• Captura tomada del video de María Corina Machado, en donde dirigió ayer un mensaje para el gobierno de Donald Trump
  • El secretario de Energía de EE.UU., Chris Wright, se reúne con la presidenta Delcy Rodríguez, en el palacio de Miraflores, el miércoles en Caracas

CARACAS (EFE).— La líder opositora venezolana María Corina Machado dijo ayer a la Administración de Donald Trump que los “enemigos” de Estados Unidos se encuentran en el palacio presidencial de Miraflores, en Caracas, seis días después de la firma de un histórico acuerdo petrolero que otorga a Washington el control de más del 20% de las reservas de crudo venezolano.

“Los enemigos de los Estados Unidos en Venezuela están hoy en Miraflores”, dijo María Corina en un video publicado en sus redes sociales, en su primera reacción al convenio petrolero y un día después de la visita a Caracas del secretario de Energía de Estados Unidos, Chris Wright, que sirvió de marco para la firma de varios acuerdos con empresas de Estados Unidos e Italia.

La opositora explicó que tardó en pronunciarse sobre el acuerdo porque estaba intentando “conseguir” la mayor información posible al respecto, pero advirtió de que “aún no se conoce el verdadero alcance” del mismo.

“¿Quién firma? ¿Qué es realmente lo que se firma? ¿Quién pone el dinero? ¿Quién da las garantías? ¿Cómo beneficia esto a los venezolanos?”, cuestionó María Corina, quien considera que este acuerdo se firmó con un régimen “ilegítimo”.

En su opinión, el sector petrolero es “solo una parte de la inmensa reconstrucción” de Venezuela que, aseguró, “necesita mucho más que dinero”.

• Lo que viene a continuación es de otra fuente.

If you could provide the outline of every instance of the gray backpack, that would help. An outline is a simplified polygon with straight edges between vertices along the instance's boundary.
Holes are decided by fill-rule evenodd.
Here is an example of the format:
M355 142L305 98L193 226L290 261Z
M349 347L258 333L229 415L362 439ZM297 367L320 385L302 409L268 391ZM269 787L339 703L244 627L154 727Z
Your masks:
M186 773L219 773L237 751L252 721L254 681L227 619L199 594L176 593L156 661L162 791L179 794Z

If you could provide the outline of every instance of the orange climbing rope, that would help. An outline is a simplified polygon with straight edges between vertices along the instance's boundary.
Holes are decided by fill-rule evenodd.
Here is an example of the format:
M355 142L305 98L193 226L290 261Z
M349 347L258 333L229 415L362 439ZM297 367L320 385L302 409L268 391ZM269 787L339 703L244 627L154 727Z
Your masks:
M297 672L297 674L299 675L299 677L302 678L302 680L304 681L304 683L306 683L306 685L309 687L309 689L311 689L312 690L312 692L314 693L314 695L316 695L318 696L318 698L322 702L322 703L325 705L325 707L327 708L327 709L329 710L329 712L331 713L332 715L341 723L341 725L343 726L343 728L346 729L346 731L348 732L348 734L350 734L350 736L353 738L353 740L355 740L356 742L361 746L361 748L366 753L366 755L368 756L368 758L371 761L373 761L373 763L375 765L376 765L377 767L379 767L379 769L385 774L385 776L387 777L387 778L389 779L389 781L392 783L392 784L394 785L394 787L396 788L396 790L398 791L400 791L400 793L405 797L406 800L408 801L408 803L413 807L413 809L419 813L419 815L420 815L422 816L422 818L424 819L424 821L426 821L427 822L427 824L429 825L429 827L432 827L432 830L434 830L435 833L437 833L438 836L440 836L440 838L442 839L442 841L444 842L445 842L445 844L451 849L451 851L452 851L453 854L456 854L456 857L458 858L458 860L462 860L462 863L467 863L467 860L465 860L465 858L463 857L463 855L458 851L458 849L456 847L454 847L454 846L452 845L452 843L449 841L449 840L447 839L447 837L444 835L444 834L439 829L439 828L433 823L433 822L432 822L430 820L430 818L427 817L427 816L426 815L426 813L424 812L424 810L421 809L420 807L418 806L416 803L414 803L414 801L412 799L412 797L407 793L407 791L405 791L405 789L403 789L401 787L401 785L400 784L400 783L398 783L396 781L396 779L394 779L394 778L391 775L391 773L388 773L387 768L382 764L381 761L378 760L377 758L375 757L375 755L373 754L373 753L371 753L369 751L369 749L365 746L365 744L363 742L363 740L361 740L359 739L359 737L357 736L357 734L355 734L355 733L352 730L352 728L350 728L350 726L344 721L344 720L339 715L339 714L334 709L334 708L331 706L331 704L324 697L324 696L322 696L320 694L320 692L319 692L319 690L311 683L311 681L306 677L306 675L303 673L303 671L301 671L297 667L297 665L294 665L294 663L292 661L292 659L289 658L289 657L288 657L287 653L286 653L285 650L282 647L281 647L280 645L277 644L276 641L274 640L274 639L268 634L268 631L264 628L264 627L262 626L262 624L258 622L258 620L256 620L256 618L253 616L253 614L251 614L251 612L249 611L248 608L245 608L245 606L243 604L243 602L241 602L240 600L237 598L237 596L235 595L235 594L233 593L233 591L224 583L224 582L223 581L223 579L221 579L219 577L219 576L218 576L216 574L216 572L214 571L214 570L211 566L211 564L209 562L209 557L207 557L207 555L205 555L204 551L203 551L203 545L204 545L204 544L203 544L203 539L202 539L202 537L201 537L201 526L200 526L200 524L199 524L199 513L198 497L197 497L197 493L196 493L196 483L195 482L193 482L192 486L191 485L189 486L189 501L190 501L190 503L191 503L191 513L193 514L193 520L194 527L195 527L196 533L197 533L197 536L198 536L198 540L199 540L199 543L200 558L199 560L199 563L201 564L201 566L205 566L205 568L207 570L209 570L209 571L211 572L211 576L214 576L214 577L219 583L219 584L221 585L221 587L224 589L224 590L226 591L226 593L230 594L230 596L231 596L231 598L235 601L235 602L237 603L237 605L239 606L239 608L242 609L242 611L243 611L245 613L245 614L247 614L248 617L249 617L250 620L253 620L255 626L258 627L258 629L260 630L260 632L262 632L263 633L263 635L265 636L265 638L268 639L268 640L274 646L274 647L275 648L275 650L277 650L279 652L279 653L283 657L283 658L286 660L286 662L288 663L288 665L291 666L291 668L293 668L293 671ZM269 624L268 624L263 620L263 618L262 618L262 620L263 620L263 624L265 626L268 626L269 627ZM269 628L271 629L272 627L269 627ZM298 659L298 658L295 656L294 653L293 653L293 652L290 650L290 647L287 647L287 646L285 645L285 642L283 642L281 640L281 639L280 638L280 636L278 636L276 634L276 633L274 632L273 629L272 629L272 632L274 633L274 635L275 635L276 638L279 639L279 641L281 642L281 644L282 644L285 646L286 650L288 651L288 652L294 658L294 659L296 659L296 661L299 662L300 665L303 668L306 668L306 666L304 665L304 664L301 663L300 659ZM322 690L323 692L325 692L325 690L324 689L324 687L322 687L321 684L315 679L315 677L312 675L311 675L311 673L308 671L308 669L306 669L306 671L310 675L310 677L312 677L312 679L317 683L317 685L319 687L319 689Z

“En un país con las dimensiones y la fragilidad institucional de Venezuela, ningún sector podrá funcionar de manera aislada”, continuó

Por ello, insistió en que para el desarrollo del país es necesario que haya un gobierno electo por el voto popular. “Todo esto requiere trabajar de forma sostenida bajo los principios innegociables de transparencia absoluta, legalidad y eficiencia. Y esto solo es posible con la legitimidad y la estabilidad que ofrece un gobierno serio y democrático. Los venezolanos sabemos que no hay desarrollo posible sin instituciones sólidas (…) Esa es la única y verdadera garantía de éxito y estabilidad para cualquier inversión de gran escala”, añadió.

El pasado viernes, los gobiernos de Estados Unidos y Venezuela anunciaron un convenio histórico en materia petrolera alcanzado casi ocho meses después del acercamiento entre el gobierno de Delcy Rodríguez y la Administración de Trump, tras la captura de Nicolás Maduro el 3 de enero.

Rodríguez ha destacado que el acuerdo prevé el desarrollo de 17 campos estratégicos, con “un potencial probado de 65,000 millones de barriles de petróleo”.

Asimismo, explicó que, tomando como referencia un precio de 65 dólares por barril, el país puede recibir 209,335 millones de dólares en virtud del convenio.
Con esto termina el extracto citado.